I was just wondering why most beginner clarinets are in Bb? Why flat? Were the early clarinets in such keys as Bb, Ab and Eb? I know some are in A and C but they seem the exception.
GREAT question! There were/are the octave clarinets that were tuned to C and Ab. The Ab is tuned to a minor 7th above the Bb. There were the piccolo Eb and D clarinets that belong/belonged to the piccolo clarinet family.
But the story of the clarinet's evolution is a dark one, full of mutants and variations and absolutely weird brothers, sisters. and odd uncles.
The clarinet is a descendent of a Baroque era instrument
, a single-reed cylindrical bored instrument that had very few keys. It is believed to go back in history as far as the 1200’s. The family included a funky-looking bass chalameau whose bell pointed upward. The mouthpiece was affixed to the body via something akin to a saxophone neck or a bassoon bocal.
There was also a tenor, an alto, and a soprano chalameau, each keyed differently because they were different sizes. (Why each was built to particular dimensions is anyone’s guess, but it could have been to achieve accurate intonation relative to other instruments).
Then someone got a bright idea to add a register key and extra keys and tone holes and pads to cover them. Then the chalameau as it was known disappeared from common usage by 1800 because the instrument with more keys and holes replaced it. This was the clarinet. It could do what the chalameau could do and more.

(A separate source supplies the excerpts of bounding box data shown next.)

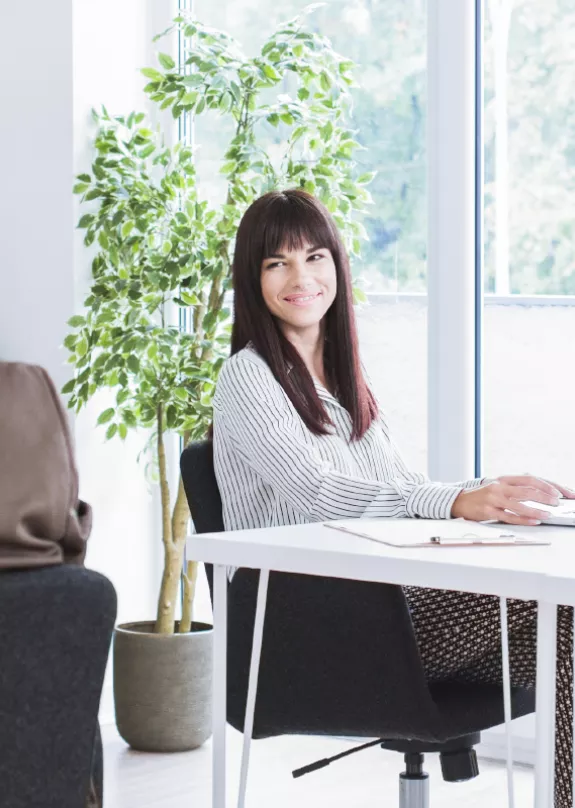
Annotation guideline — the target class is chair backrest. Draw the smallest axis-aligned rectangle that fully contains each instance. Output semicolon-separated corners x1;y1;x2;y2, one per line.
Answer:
0;565;116;808
180;440;225;593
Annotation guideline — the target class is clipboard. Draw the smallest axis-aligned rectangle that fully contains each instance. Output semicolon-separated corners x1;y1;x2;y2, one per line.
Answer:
324;518;551;548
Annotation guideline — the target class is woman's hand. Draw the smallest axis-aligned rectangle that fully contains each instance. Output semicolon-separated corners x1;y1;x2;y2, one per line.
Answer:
451;474;564;525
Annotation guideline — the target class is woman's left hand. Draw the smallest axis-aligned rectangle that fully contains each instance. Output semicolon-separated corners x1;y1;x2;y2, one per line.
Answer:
545;480;575;499
506;471;575;499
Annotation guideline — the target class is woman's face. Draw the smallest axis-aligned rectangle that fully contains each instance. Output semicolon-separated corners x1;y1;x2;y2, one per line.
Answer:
261;244;337;336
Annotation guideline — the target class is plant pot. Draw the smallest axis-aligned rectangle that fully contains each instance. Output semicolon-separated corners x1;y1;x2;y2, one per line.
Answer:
114;622;213;752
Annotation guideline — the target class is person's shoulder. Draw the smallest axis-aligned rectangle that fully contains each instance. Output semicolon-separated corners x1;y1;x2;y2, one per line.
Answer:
216;345;275;395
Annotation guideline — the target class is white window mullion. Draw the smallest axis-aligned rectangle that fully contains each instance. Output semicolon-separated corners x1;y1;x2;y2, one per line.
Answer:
427;0;476;481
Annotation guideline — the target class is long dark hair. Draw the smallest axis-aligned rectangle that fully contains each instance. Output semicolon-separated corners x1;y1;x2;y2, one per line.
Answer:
231;190;377;439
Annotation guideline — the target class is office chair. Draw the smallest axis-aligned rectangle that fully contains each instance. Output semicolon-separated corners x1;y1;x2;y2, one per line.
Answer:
180;441;535;808
0;565;116;808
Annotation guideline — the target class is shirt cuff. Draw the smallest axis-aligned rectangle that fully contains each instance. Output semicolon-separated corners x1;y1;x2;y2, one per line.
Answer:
406;483;464;519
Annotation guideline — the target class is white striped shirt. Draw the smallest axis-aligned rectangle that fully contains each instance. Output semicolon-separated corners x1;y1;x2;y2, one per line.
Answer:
213;347;482;576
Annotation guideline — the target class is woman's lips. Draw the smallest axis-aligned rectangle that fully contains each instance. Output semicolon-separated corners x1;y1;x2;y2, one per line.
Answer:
284;292;322;308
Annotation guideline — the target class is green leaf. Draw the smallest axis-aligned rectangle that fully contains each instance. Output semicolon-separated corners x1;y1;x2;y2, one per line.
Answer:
60;379;76;395
78;213;96;230
263;65;281;81
140;67;164;81
122;410;138;426
97;407;116;424
158;53;176;70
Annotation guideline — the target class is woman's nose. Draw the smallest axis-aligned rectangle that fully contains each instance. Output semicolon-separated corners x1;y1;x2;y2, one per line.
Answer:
293;261;313;283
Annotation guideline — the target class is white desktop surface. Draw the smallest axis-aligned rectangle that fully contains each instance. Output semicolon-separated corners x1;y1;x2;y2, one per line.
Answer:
187;519;575;604
190;519;575;808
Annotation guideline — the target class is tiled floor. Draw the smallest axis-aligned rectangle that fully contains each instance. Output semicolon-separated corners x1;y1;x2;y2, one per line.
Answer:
102;726;533;808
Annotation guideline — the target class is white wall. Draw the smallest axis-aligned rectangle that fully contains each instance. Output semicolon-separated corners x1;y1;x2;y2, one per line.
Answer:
0;0;213;721
0;0;74;392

The soprano clarinet as we know it today exists in the key of A as well as Bb and Eb, but the transition wasn’t without weird twists and turns. Someone named Schuller created a clarinet that --- wait for it--- played quartertones and employed two parallel bores!
But to address the original question: why is the modern soprano (and presumably the "beginner) clarinet tuned to Bb?
I don't know. Just be glad that it wasn’t tuned to Db!